We find that neither New Relic nor Analytics gives the full picture: some of our pages are heavily cached, others (e.g checkout processing) are computationally expensive, database heavy and communicate with other systems (e.g payment processors) that can be a big bottleneck. Both New Relic and GA tend to just average those together (although with GA you can create new views that focus on specific pages). You are right that 'number of visitors on site' does not reflect our site performance in every respect.

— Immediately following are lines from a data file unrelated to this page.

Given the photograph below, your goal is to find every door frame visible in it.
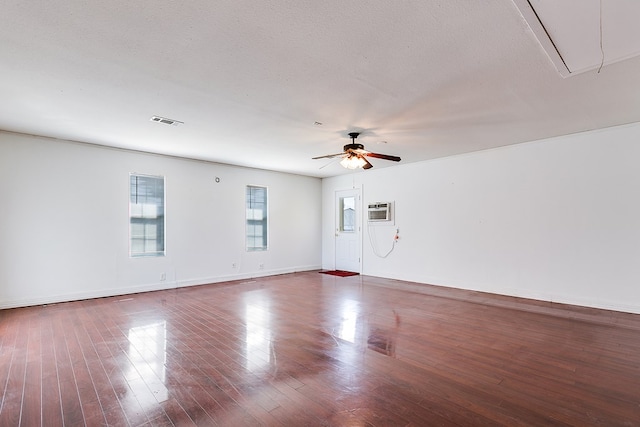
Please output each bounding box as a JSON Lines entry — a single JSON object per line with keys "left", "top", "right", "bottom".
{"left": 334, "top": 188, "right": 362, "bottom": 273}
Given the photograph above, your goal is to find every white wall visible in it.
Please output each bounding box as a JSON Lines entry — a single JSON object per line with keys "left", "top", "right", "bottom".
{"left": 0, "top": 131, "right": 321, "bottom": 308}
{"left": 322, "top": 122, "right": 640, "bottom": 314}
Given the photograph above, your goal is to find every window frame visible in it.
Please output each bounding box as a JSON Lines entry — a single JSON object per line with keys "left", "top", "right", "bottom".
{"left": 245, "top": 185, "right": 268, "bottom": 252}
{"left": 339, "top": 195, "right": 356, "bottom": 232}
{"left": 129, "top": 173, "right": 166, "bottom": 258}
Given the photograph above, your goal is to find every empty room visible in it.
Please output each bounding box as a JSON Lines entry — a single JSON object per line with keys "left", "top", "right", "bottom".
{"left": 1, "top": 1, "right": 640, "bottom": 426}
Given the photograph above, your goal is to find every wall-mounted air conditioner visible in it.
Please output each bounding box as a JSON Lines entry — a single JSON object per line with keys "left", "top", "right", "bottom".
{"left": 368, "top": 202, "right": 392, "bottom": 222}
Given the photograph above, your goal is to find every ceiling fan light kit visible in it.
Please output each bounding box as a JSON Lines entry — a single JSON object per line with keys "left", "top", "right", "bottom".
{"left": 313, "top": 132, "right": 401, "bottom": 170}
{"left": 340, "top": 155, "right": 367, "bottom": 169}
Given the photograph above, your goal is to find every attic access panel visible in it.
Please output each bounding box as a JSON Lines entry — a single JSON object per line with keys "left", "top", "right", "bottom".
{"left": 513, "top": 0, "right": 640, "bottom": 77}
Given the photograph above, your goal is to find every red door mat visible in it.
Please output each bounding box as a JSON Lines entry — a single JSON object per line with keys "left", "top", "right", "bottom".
{"left": 319, "top": 270, "right": 359, "bottom": 277}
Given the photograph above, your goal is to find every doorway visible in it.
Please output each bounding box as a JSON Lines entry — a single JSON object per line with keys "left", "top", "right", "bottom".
{"left": 335, "top": 189, "right": 361, "bottom": 272}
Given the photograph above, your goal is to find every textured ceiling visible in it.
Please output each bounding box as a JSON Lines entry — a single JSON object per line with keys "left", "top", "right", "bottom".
{"left": 1, "top": 1, "right": 640, "bottom": 177}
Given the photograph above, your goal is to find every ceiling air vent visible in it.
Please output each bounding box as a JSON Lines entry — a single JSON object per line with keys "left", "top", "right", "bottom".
{"left": 150, "top": 116, "right": 184, "bottom": 126}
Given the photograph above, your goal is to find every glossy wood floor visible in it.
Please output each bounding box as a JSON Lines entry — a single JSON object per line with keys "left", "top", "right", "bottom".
{"left": 1, "top": 272, "right": 640, "bottom": 426}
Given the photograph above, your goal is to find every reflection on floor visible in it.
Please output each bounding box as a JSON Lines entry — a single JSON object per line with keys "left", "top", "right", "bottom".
{"left": 1, "top": 271, "right": 640, "bottom": 425}
{"left": 367, "top": 310, "right": 400, "bottom": 357}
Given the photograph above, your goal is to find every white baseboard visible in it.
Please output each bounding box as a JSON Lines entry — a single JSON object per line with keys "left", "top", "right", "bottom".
{"left": 174, "top": 265, "right": 319, "bottom": 288}
{"left": 368, "top": 272, "right": 640, "bottom": 315}
{"left": 0, "top": 265, "right": 321, "bottom": 310}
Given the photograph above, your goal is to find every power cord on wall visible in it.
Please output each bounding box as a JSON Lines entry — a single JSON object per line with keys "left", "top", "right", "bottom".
{"left": 367, "top": 225, "right": 399, "bottom": 258}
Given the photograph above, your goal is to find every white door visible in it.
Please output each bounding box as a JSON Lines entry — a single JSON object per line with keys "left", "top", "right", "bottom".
{"left": 335, "top": 189, "right": 361, "bottom": 272}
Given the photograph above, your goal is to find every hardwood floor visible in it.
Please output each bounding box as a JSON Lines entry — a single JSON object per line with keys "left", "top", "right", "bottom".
{"left": 1, "top": 272, "right": 640, "bottom": 426}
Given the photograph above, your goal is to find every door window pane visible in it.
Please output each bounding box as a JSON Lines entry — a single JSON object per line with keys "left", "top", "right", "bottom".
{"left": 340, "top": 196, "right": 355, "bottom": 232}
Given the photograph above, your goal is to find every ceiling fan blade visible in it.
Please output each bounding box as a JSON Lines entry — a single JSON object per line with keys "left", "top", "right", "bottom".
{"left": 312, "top": 152, "right": 346, "bottom": 160}
{"left": 365, "top": 152, "right": 401, "bottom": 162}
{"left": 362, "top": 156, "right": 373, "bottom": 169}
{"left": 319, "top": 155, "right": 347, "bottom": 169}
{"left": 319, "top": 159, "right": 337, "bottom": 169}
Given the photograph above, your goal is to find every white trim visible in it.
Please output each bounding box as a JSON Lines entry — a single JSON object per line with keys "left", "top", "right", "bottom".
{"left": 129, "top": 172, "right": 166, "bottom": 258}
{"left": 375, "top": 272, "right": 640, "bottom": 315}
{"left": 245, "top": 184, "right": 269, "bottom": 252}
{"left": 0, "top": 265, "right": 320, "bottom": 310}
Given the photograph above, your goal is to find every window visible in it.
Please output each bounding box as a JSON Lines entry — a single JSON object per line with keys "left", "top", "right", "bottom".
{"left": 340, "top": 196, "right": 355, "bottom": 232}
{"left": 130, "top": 174, "right": 165, "bottom": 257}
{"left": 246, "top": 185, "right": 268, "bottom": 251}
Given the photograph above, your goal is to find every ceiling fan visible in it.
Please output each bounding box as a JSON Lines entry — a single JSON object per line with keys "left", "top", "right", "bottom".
{"left": 312, "top": 132, "right": 401, "bottom": 169}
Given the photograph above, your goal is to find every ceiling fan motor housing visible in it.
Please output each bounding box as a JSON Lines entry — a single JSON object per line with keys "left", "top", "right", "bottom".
{"left": 344, "top": 143, "right": 364, "bottom": 152}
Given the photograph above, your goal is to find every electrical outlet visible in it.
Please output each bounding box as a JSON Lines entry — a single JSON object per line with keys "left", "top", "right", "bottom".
{"left": 232, "top": 263, "right": 237, "bottom": 269}
{"left": 259, "top": 263, "right": 264, "bottom": 270}
{"left": 160, "top": 272, "right": 166, "bottom": 281}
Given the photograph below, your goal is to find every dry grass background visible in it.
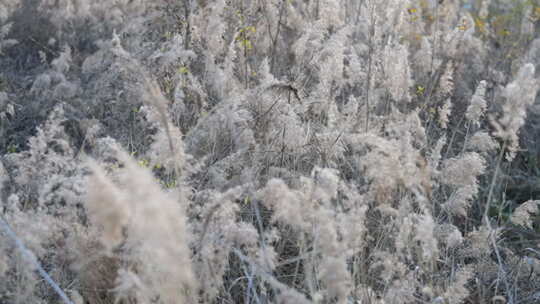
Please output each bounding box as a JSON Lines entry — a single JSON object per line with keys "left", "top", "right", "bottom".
{"left": 1, "top": 0, "right": 540, "bottom": 303}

We first conceived of Dynosaur as a plugin-based autoscaler (with GA and New Relic plugins to start with), but we've found the times we really need to scale fast are the times we have a lot of traffic generated from press stories etc (like this from today, if you will excuse the shameless plug: http://dealbook.nytimes.com/2014/01/21/a-start-up-run-by-fri...) and using the analytics live API allows us to react a little quicker than if we waited for New Relic to tell us our response times are getting slow. So far, we're happy enough with just a Google Analytics plugin.

One possible improvement would be to scale differently based on different traffic / performance metrics across the site. I think New Relic or other performance instrumentation would be very useful for that.

Nice work, looks pretty solid. If you want to offload the responsibility of determining which GA metric events signify a potential spike, you could abstract it out and instead make the plugin use GA intelligence event alerts setup by your analytics team. This would help keep the respective subject-matter experts in their realms of expertise ideally allowing for a more on-going tailored approach to what, where, and how can trigger scaling fluctuations and the dev team isn't responsible for on-going management of the scaling trigger rules (well, to a certain extent).

Just a thought. I know you abstracted it out the way you did so as not to tie it to just GA, but if GA is your analytics platform of record, it could be worth pursuing. Cheers!

Performance engineer here.

Scaling should occur on actual traffic/user throughput statistics not on response time. Response times can increase for a variety of reasons, of which only one of is increased traffic load. For example, response times can increase based on back-end database contention or thread contention.

Of course whichever configuration is chosen, it is important to load test your application so you understand its performance profile and that all contention points are understood.